You've forgotten the Golden Eagle bows; Eagle, Falcons and Hawks. Those are my favorite.


----------



## Instinktifling (Jun 26, 2016)

True, I used to shoot a golden eagle in competition back in the late 70's, early 80's, can't remember which model, had wheels. I still have,a PSE Fire Flite, which I wish I could shorten the draw length about 1". That bow drew smoother than my Tribute.


----------



## Wedwards63 (May 16, 2003)

I have a Hoyt Freestyle and a Win&Win Shadow Pro 36 that I shoot fingers with


----------



## wa-prez (Sep 9, 2006)

DaveHawk said:


> Back in the 80's, I shot 3D with fingers and was in a separate division from the release guys. Do they even do that anymore??

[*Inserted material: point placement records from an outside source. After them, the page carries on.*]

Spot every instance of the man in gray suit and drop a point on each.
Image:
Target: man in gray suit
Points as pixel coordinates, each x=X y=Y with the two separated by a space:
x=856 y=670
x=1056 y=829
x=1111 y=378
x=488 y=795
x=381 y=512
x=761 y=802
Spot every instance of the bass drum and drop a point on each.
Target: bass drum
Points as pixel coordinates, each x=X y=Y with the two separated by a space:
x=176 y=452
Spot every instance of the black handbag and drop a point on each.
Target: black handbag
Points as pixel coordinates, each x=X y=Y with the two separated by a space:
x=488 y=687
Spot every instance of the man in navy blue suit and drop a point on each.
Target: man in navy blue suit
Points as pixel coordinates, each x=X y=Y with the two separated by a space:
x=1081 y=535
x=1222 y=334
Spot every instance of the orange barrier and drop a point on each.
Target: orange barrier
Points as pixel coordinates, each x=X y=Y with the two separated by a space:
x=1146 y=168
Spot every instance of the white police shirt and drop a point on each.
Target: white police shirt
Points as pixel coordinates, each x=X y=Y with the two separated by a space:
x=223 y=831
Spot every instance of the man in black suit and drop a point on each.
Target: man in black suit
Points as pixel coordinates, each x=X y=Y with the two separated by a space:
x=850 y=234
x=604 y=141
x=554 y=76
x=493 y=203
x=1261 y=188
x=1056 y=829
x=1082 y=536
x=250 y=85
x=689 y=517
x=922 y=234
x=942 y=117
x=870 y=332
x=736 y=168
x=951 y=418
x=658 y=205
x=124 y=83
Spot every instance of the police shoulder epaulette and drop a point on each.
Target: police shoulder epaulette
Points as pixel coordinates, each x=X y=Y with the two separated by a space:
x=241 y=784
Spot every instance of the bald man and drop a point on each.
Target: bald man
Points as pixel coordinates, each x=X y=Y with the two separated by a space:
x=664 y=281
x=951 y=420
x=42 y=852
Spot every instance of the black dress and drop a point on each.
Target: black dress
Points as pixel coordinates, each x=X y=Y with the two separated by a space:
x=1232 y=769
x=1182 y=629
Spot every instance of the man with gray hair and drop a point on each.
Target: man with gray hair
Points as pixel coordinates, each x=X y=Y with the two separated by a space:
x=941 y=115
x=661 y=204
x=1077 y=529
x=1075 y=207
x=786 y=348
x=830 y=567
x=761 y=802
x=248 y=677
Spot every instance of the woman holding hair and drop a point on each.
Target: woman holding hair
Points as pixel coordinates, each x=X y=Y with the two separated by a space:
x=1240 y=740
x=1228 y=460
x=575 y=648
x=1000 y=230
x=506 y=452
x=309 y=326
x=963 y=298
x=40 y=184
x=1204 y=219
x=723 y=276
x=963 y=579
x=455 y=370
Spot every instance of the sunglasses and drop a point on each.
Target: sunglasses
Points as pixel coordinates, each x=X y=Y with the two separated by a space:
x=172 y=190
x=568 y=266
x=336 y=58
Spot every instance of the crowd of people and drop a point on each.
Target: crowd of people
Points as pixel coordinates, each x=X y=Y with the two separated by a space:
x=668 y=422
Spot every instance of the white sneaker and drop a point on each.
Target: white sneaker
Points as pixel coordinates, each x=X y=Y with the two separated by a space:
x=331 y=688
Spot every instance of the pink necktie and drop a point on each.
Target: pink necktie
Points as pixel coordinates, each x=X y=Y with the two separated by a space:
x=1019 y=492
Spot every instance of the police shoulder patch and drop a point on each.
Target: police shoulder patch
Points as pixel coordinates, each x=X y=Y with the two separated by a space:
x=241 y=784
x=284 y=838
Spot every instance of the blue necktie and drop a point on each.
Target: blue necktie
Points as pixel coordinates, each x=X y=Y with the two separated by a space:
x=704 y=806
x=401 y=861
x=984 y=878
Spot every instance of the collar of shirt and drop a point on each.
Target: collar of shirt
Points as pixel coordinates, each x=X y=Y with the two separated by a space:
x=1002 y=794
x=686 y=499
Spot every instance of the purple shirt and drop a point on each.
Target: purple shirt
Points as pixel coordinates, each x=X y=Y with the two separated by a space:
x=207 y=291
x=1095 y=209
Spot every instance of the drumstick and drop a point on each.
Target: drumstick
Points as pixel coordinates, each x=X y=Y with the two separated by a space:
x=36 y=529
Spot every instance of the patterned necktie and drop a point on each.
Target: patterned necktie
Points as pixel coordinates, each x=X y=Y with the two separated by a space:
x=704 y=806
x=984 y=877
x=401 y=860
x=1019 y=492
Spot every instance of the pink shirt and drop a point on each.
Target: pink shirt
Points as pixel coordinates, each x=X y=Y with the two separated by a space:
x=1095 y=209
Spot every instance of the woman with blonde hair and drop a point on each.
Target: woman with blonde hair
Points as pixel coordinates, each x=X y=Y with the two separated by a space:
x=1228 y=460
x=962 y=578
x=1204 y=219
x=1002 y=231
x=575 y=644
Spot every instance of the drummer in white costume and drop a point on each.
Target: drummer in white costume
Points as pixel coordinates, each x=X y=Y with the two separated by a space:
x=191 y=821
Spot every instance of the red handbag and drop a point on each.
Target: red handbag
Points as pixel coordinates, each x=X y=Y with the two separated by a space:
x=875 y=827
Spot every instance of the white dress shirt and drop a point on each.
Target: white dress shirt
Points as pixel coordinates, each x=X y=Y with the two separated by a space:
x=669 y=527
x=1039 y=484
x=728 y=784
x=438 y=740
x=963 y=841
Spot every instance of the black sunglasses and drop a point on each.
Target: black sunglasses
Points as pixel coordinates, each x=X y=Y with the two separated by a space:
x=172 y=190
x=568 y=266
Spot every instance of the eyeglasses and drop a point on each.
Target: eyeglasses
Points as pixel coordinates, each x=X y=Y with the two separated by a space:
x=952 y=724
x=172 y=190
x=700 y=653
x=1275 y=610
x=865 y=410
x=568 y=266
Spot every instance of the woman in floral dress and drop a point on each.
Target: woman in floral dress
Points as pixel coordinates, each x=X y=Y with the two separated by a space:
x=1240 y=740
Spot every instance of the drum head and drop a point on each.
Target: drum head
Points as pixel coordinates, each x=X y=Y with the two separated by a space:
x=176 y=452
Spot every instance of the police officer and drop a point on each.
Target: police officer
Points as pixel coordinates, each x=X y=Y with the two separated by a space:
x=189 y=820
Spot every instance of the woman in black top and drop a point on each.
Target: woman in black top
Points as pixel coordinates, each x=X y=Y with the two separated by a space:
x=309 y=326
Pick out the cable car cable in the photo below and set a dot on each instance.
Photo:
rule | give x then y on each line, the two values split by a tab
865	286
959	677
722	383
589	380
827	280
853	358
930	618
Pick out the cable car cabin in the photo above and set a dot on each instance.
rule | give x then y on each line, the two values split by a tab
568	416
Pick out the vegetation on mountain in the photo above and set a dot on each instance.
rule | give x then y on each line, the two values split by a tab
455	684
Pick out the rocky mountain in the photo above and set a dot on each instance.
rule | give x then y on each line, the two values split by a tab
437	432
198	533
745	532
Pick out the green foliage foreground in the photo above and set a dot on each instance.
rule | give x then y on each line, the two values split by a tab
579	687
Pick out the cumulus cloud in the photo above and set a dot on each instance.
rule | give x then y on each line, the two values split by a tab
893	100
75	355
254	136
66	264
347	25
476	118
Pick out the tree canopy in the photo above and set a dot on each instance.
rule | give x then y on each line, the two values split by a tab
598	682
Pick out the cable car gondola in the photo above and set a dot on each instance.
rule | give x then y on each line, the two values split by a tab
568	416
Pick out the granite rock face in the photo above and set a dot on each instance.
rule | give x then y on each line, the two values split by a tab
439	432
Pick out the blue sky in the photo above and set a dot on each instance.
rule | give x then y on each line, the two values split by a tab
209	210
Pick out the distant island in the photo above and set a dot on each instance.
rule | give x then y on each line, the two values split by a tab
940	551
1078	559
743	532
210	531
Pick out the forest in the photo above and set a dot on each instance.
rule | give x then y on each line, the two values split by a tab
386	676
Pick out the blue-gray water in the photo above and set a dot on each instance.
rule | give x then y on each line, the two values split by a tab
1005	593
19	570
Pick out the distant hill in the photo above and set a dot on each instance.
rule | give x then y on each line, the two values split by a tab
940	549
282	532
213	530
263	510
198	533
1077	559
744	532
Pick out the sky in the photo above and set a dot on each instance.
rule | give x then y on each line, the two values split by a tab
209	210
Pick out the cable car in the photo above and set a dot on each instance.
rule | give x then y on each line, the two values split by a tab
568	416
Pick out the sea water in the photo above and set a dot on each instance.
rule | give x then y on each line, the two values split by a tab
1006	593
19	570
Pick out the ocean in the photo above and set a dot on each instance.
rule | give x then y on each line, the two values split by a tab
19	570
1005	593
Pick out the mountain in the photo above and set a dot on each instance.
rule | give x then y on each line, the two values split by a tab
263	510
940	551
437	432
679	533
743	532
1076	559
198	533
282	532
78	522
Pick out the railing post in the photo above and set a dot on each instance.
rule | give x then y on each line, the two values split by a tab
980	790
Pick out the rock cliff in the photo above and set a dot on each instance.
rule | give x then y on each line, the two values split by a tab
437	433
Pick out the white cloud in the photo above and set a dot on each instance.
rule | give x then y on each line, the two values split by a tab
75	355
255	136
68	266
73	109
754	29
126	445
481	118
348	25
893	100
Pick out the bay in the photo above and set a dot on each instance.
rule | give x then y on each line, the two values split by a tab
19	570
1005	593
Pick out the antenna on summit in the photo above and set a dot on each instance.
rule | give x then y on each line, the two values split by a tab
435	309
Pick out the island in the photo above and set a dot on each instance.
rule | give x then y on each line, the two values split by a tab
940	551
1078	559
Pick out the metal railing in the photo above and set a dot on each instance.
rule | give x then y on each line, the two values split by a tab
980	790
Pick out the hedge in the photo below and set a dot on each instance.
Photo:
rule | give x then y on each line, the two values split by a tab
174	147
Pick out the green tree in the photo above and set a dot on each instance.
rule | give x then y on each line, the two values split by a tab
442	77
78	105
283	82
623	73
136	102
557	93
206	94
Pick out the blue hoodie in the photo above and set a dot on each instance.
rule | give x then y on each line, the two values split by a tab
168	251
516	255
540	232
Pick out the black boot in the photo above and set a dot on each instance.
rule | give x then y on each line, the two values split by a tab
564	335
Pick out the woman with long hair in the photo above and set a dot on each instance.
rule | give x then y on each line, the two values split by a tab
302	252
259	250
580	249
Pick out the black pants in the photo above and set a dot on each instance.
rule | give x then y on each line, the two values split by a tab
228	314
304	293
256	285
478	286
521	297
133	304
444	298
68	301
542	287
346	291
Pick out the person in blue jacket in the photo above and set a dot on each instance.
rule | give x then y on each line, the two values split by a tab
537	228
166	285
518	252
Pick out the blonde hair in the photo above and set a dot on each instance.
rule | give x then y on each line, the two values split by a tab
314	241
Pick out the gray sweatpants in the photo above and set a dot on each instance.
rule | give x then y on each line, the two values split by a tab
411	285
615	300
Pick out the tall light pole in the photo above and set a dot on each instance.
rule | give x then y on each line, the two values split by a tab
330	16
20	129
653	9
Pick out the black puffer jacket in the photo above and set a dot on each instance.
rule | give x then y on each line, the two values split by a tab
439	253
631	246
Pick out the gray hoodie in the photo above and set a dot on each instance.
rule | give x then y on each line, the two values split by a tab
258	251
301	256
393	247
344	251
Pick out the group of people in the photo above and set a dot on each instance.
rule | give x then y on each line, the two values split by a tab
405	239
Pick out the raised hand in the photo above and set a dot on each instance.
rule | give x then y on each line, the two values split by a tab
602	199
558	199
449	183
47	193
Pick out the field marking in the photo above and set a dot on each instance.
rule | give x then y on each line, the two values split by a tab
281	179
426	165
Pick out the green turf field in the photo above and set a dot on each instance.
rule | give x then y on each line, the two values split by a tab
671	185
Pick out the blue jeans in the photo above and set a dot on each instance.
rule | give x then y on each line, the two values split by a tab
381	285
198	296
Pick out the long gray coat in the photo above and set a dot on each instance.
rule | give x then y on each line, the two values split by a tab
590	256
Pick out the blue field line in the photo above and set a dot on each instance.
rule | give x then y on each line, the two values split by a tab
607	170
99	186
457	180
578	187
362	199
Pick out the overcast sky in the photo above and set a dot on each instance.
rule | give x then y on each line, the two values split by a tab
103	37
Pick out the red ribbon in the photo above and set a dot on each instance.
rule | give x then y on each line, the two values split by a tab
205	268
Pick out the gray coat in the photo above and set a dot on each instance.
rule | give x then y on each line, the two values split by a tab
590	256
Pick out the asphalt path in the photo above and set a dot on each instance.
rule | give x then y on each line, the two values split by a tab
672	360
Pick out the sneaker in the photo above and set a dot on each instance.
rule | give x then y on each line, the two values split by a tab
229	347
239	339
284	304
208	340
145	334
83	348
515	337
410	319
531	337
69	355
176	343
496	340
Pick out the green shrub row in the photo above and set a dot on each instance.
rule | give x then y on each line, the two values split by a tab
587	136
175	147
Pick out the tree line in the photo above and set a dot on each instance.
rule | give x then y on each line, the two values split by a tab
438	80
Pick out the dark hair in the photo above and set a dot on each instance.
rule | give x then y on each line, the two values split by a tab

Depends in what organization, but NFAA has Freestyle Limited, which is any sight (can be moveable or fixed pins), long stabilizer OK, no release aids.

NFAA did throw out the Bowhunter Limited (fixed pins, short stabilizer, fingers) a couple years ago.


----------



## wojo14 (Apr 20, 2009)

Just bought my first bow to shoot fingers. An Oneida AeroForce. I am a trad guy but looking forward to playing with this.
Can you shoot 3 under?


----------



## rsarns (Sep 23, 2008)

wojo14 said:


> Just bought my first bow to shoot fingers. An Oneida AeroForce. I am a trad guy but looking forward to playing with this.
> Can you shoot 3 under?


Yes


----------



## Stickbowbill (Apr 24, 2020)

Hoyt made many others such as Pro Vantage, Defiant, Spectra, Inticer riser bows with Fastflite,5000, Medalist limbs that would fit this category.


----------



## merlinron (Mar 23, 2020)

I would consider any one of them on the list, a good target bow in general, fingers or release. I am also old-school when it comes to ATA and come from a time when a 48 inch bow was the standard ATA. the very shortest bow I have ever owned and shot is 36 inches ATA. it is my current hunting bow.


----------



## itry4deer!111 (May 31, 2020)

love my hoyt lx


----------



## mikajay (Apr 15, 2009)

With 27+ draw, Im doing fine with the Mathews Traverse.
33" ata, but huge wheels make it longer.
And the one finger under anchor, with two I have nock high/ low issues.


----------



## mnjeff (Jun 19, 2004)

Old Gold Eagle said:


> You've forgotten the Golden Eagle bows; Eagle, Falcons and Hawks. Those are my favorite.
> View attachment 7102417


Man this brings back old days. In 1984 bought first golden eagle hawk, then move into hunter and hunter cam. loved those wood recurve limbs. I shot golden eagle target bow and was a barebow sting walker till about 1992. Then jumped into Hoyts.


----------